By the early 1980s, a solution was already on the way. A Queen’s University student named Stephen Smyth developed the aptX codec as part of his Ph.D. research. This codec was designed to use most of the same principles as ADPCM, without the need for psychoacoustic auditory masking. Of course, in these days, wireless headphones weren’t widely available. The original aptX codec was used by broadcasters, who needed something less lossy than ADPCM. aptX allowed them to store CD-quality audio on a hard drive, reducing the need to juggle CDs for frequently-payed segments.

This was a niche market, and it wasn’t clear whether or not aptX would ever be used for anything else. However, the codec got a huge boost when Disney decided to start using it in the 1990s. Previously, they’d needed to fly actors in to their studios for voice dubbing. With aptX, they were able to transmit the audio via ISDN lines, all the way from Europe to Los Angeles. aptX was the first codec that was high-enough quality to allow for this kind of transmission.

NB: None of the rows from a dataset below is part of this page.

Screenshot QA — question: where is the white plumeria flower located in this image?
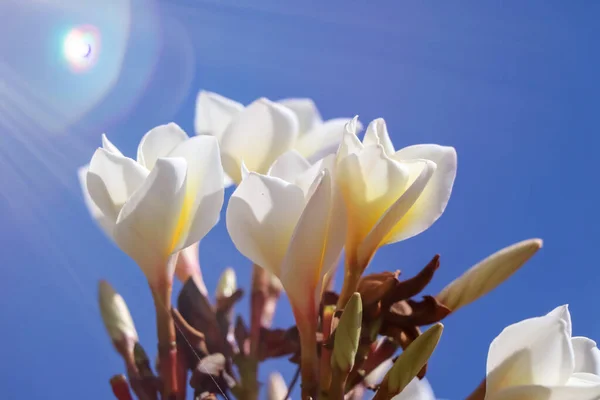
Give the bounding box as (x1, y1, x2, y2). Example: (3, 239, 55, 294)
(485, 305, 600, 400)
(226, 149, 346, 333)
(194, 91, 358, 186)
(79, 124, 225, 287)
(336, 117, 457, 270)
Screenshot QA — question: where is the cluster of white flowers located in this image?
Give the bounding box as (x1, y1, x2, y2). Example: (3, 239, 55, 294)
(81, 91, 600, 400)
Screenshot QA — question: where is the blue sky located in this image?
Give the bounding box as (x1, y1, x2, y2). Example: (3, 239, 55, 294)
(1, 1, 599, 399)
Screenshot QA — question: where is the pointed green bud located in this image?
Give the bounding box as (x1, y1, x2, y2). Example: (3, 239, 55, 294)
(383, 323, 443, 396)
(437, 239, 542, 312)
(216, 267, 237, 299)
(331, 292, 362, 373)
(98, 280, 138, 345)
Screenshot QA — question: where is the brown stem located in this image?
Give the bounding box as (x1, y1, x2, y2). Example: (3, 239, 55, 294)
(328, 366, 346, 400)
(152, 282, 179, 398)
(319, 306, 335, 394)
(297, 317, 318, 400)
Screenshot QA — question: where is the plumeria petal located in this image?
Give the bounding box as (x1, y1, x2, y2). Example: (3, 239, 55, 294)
(363, 118, 395, 155)
(391, 378, 436, 400)
(87, 148, 149, 221)
(572, 337, 600, 375)
(226, 173, 305, 276)
(78, 165, 115, 237)
(336, 145, 411, 262)
(486, 306, 575, 393)
(358, 159, 436, 266)
(113, 157, 188, 284)
(267, 150, 311, 183)
(337, 119, 364, 160)
(136, 123, 189, 170)
(101, 134, 123, 155)
(195, 90, 243, 138)
(389, 144, 457, 237)
(281, 170, 345, 315)
(166, 135, 225, 251)
(278, 98, 323, 134)
(488, 384, 600, 400)
(295, 118, 359, 162)
(220, 98, 299, 183)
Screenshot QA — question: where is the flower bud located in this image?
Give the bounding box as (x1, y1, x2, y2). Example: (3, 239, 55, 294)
(380, 323, 443, 397)
(267, 372, 288, 400)
(216, 267, 237, 300)
(98, 280, 138, 346)
(332, 292, 362, 373)
(437, 239, 542, 312)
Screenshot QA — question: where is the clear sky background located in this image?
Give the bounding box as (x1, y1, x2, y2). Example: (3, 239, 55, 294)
(1, 1, 599, 399)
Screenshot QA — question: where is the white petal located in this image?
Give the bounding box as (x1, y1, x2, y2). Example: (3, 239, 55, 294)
(78, 165, 115, 237)
(387, 144, 457, 240)
(101, 134, 123, 155)
(278, 98, 323, 134)
(364, 358, 393, 386)
(391, 378, 436, 400)
(166, 135, 225, 250)
(489, 384, 600, 400)
(357, 159, 436, 267)
(220, 98, 299, 183)
(87, 148, 149, 219)
(336, 146, 411, 262)
(568, 373, 600, 386)
(113, 157, 188, 283)
(573, 337, 600, 375)
(226, 173, 305, 276)
(194, 90, 243, 138)
(295, 118, 360, 162)
(137, 123, 189, 170)
(548, 305, 573, 338)
(336, 121, 364, 160)
(267, 150, 311, 183)
(281, 170, 345, 315)
(363, 118, 395, 155)
(295, 154, 336, 196)
(486, 308, 575, 393)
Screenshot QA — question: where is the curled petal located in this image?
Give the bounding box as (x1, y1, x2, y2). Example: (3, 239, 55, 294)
(101, 134, 123, 155)
(357, 159, 436, 267)
(113, 157, 188, 283)
(226, 173, 305, 276)
(281, 170, 344, 317)
(572, 337, 600, 375)
(267, 150, 311, 183)
(278, 98, 322, 133)
(220, 98, 299, 183)
(363, 118, 395, 155)
(87, 148, 149, 222)
(166, 135, 225, 251)
(488, 384, 600, 400)
(486, 306, 574, 393)
(195, 90, 243, 138)
(337, 145, 412, 262)
(137, 123, 189, 170)
(296, 118, 360, 162)
(78, 165, 115, 237)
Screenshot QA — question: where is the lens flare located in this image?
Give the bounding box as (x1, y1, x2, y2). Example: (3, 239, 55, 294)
(63, 25, 100, 73)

While 1990s Disney wasn’t the massive media behemoth that it is today, it was still a high-profile entertainment company. More importantly, they specialized in animated films, with an emphasis on quality voice acting and singing. If aptX was good enough for the people who made Beauty and the Beast, the thinking went, it would be good enough for other companies. aptX spread like wildfire, becoming widespread in the film, television, and radio industries. More recently, it became the default codec for VoIP providers such as Vonage.

However, aptX was too demanding for early Bluetooth audio systems. These systems still used an older codec called SBC, which is short for sub-band coding. SBC requires fewer system resources than aptX, but it’s more lossy. But in recent years, the Bluetooth protocol has become far more capable. And the small circuits in wireless earbuds became more advanced. As a result, many current earbud manufacturers are using the aptX codec for clearer, higher-fidelity audio.

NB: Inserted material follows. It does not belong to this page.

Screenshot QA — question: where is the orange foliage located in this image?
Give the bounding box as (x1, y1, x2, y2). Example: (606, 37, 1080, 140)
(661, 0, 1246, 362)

The technology itself has been owned by a variety of companies over the years. The original buyer was Solid State Logic, in 1988, which later became Carlton Communications. Carlton themselves split in 2009. From there, aptX has gone through a series of owners. Since 2015, the licensing rights have been owned by Qualcomm.


What is aptX Low Latency?

While aptX has always been less lossy than the alternative, that’s come with a downside. Earlier aptX codecs took a long time to decode, as much as 100 milliseconds. This wasn’t a big deal if you were a radio broadcaster. Nor was it a problem for entertainment companies. Who cared if your audio track had 100 milliseconds of latency? You could always fix it in editing.

The same is not true for home video. If you’re watching a movie and the audio track is 100 milliseconds behind the video, you’re definitely going to notice. To address this, Qualcomm sought to expand the codec’s capabilities. After acquiring the licensing rights, they developed two additional versions of the aptX protocol: aptX HD, and aptX Low Latency. aptX HD is designed for “better-than-CD high definition sound quality”. It’s high latency, but because of its rich profile, it’s the codec of choice for listening to lossless FLAC files.

aptX Low Latency, on the other hand, has been designed for a maximum of 40 milliseconds of latency. If you remember what we said earlier, you’ll know that this is a short enough delay that it’s not noticeable. It’s slightly more lossy than standard aptX, but only the most dedicated of audiophiles will notice the difference. Qualcomm has also recently announced a third new codec called aptX Adaptive. aptX Adaptive ensures low latency, but switches to less lossy versions of the codec when there’s a stable enough connection. We haven’t seen any earbuds with this feature – yet – but it’s on the way.

One other thing we should note is that at this time, iPhones don’t support the aptX codec. They’ve been focusing instead on their own exclusive codec, W1. As a result, aptX Low Latency earbuds won’t improve your experience on iOS devices.